The persistent residual failures of the calibration filters mean that the filters are not able to run, due to excessive differences between the prior or propagated value of the estimated parameter and the current measured value. Momentary failures can be attributed to errors in GPS.

However, persistent errors indicate that the DR sensor calibration is incorrect.

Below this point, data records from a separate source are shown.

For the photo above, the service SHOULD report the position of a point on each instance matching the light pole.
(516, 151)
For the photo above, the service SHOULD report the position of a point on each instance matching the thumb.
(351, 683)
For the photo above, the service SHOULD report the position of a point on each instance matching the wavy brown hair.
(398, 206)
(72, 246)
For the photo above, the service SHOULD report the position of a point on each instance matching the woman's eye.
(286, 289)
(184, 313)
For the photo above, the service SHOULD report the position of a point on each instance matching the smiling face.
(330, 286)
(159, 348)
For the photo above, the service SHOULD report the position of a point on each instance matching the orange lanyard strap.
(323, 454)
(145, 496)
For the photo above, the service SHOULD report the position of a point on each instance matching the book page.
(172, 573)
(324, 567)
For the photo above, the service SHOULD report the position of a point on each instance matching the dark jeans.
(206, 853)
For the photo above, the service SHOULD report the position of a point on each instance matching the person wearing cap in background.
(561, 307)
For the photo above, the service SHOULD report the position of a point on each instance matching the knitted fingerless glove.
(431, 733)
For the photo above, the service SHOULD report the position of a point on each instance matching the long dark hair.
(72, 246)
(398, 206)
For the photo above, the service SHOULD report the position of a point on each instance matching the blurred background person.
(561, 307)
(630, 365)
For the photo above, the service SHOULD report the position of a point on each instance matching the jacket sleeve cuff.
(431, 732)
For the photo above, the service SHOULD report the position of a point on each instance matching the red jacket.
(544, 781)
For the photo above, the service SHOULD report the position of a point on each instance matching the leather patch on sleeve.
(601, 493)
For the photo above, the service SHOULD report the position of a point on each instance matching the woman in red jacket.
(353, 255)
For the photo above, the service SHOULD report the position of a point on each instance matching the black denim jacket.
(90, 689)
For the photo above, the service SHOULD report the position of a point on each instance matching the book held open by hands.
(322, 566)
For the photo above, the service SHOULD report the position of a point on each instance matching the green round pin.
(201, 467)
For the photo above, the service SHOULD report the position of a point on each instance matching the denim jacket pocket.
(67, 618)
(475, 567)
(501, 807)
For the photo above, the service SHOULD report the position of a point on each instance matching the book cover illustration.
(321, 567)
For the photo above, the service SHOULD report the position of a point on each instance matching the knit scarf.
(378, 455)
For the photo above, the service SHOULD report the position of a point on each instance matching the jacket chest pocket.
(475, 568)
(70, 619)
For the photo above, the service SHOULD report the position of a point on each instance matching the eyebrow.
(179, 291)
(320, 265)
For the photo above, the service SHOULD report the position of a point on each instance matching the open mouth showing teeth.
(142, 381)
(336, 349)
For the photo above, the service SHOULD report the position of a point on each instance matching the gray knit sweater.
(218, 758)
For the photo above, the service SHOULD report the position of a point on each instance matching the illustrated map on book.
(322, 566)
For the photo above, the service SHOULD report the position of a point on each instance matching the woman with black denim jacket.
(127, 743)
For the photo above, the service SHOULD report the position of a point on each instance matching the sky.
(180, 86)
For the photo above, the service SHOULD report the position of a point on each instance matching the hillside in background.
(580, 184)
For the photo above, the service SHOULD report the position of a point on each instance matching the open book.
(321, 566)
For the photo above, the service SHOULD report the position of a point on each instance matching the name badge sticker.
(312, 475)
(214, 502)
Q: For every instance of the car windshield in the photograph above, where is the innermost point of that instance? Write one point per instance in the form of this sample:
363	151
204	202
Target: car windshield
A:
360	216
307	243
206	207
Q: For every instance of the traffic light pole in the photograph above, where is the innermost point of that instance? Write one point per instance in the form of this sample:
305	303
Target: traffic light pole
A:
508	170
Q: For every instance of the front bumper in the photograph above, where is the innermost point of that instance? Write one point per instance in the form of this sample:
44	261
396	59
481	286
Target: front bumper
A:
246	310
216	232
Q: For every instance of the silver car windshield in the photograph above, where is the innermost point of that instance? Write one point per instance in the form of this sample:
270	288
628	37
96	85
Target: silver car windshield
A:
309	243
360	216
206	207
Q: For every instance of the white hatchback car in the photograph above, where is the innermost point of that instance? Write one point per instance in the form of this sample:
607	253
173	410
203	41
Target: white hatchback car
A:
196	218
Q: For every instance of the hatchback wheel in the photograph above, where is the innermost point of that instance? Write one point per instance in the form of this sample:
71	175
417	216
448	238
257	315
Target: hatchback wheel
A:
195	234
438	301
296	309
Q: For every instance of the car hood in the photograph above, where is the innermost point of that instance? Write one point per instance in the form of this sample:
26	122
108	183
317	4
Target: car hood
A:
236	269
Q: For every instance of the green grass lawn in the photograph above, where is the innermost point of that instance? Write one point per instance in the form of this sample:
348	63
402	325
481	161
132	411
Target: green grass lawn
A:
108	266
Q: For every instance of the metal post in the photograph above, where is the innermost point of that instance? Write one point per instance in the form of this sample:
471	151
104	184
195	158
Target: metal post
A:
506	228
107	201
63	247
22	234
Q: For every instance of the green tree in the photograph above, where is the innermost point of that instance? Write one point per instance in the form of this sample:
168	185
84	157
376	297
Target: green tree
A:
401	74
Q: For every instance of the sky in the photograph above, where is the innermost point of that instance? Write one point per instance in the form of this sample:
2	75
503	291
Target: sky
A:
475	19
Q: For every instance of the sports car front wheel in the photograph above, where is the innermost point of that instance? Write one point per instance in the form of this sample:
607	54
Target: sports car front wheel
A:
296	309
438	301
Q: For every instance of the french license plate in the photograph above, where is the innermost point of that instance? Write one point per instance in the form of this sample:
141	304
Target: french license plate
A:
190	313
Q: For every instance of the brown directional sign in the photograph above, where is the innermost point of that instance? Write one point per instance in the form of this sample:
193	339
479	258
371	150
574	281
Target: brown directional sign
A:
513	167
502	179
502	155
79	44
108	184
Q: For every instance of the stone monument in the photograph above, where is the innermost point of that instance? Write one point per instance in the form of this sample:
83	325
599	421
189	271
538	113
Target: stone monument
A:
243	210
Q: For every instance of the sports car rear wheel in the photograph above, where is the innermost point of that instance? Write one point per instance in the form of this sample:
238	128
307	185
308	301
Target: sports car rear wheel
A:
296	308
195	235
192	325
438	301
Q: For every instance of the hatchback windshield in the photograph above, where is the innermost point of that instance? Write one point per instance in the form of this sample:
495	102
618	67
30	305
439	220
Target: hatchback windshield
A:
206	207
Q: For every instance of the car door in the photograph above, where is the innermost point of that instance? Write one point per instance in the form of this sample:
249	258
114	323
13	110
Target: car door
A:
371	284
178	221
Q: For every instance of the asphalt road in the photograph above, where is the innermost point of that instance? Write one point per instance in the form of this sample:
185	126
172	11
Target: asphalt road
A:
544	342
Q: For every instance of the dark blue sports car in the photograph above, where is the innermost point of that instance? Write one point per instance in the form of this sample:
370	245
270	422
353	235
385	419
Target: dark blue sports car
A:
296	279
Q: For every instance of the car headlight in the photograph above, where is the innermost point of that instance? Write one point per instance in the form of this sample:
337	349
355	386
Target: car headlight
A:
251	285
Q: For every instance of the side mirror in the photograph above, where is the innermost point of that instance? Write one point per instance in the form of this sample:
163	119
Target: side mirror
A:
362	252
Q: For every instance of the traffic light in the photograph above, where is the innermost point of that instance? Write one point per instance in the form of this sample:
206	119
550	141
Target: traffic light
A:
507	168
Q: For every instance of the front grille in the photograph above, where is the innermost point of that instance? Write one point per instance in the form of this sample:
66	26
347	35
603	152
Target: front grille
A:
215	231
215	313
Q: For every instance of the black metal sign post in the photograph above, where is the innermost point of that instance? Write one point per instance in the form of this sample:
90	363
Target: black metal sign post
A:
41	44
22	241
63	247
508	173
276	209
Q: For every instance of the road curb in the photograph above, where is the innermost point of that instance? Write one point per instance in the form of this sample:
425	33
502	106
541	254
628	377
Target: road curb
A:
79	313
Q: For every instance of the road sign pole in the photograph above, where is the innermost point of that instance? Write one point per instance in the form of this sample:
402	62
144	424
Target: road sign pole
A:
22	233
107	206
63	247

For example, persistent failures of the odometer or differential odometer scale factor filters may indicate that a badly worn or otherwise mismatched tire is present, which should be replaced. For gyro applications, persistent failures of the calibration filters may indicate that the gyro is no longer performing to specification and should be replaced. This second level of diagnostic can therefore be invaluable in avoiding a future positioning integrity failure.

Following execution of the DR calibration filters 200 and associated warning light logic 210, the heading filter 230 is run. This filter updates the DR heading information with GPS headings when they are available. Prior to using the GPS heading information, the magnitude of its difference with the DR derived heading is examined for

reasonableness whereby an excessive difference is attributed to an error in GPS, and the GPS heading is rejected. However, successive GPS heading rejections are attributed to an error in the DR headings, and result in a reset to the next GPS heading. Such heading reinitializations are counted by the heading filter 230, and tested against a threshold 240.

If the threshold is exceeded, the DR subsystem has failed, and an appropriate warning light is issued 250.

A similar set of tests as with the heading filter are performed within the position filter 260, which combines GPS and DR positions.

Again, excessive differences between GPS and DR position components result in rejections of the GPS positions. However, successive rejections trigger a reinitialization to GPS position. An excessive number of rejections, as tested in box 270, lead to the issue of a warning light 280, indicating that the DR subsystem has failed.

Accordingly, momentary failures associated with the processing of GPS positions or headings can be attributed to GPS errors (perhaps caused by reflected signal tracking or signal spoofing). However, persistent residual failures are generally indicative of errors in the DR propagated position, and should result in reinitializations to GPS and an indication that the DR system is malfunctioning.

By now it should be apparent that a novel Emergency Call System (ECS) that integrates positioning and cellular phone technology is provided. The ECS of the present invention provides an assessment, in real-time, of the integrity of the positioning solution and navigation sensors used to support the ECS. This integrity information is used, via a warning light displayed to the driver, to indicate when the system will not support Emergency Calling to the accuracies required. The present invention discusses that at least two types of warnings may be generated and provided to the user. The first being an indication that the positioning accuracy will no longer support Emergency Calling. The second being an indication that a sensor or subsystem of the Emergency Call positioning system is malfunctioning and should be serviced as soon

as possible whereby such a malfunction may lead to eventual failure of the system.

While a preferred embodiment of the present invention is described, it is contemplated that various modifications may be made thereto without departing from the spirit and scope of the present invention. Accordingly, it is intended that the embodiments described be considered only as illustrative of the invention and that the scope of the invention be determined by the claims hereinafter provided.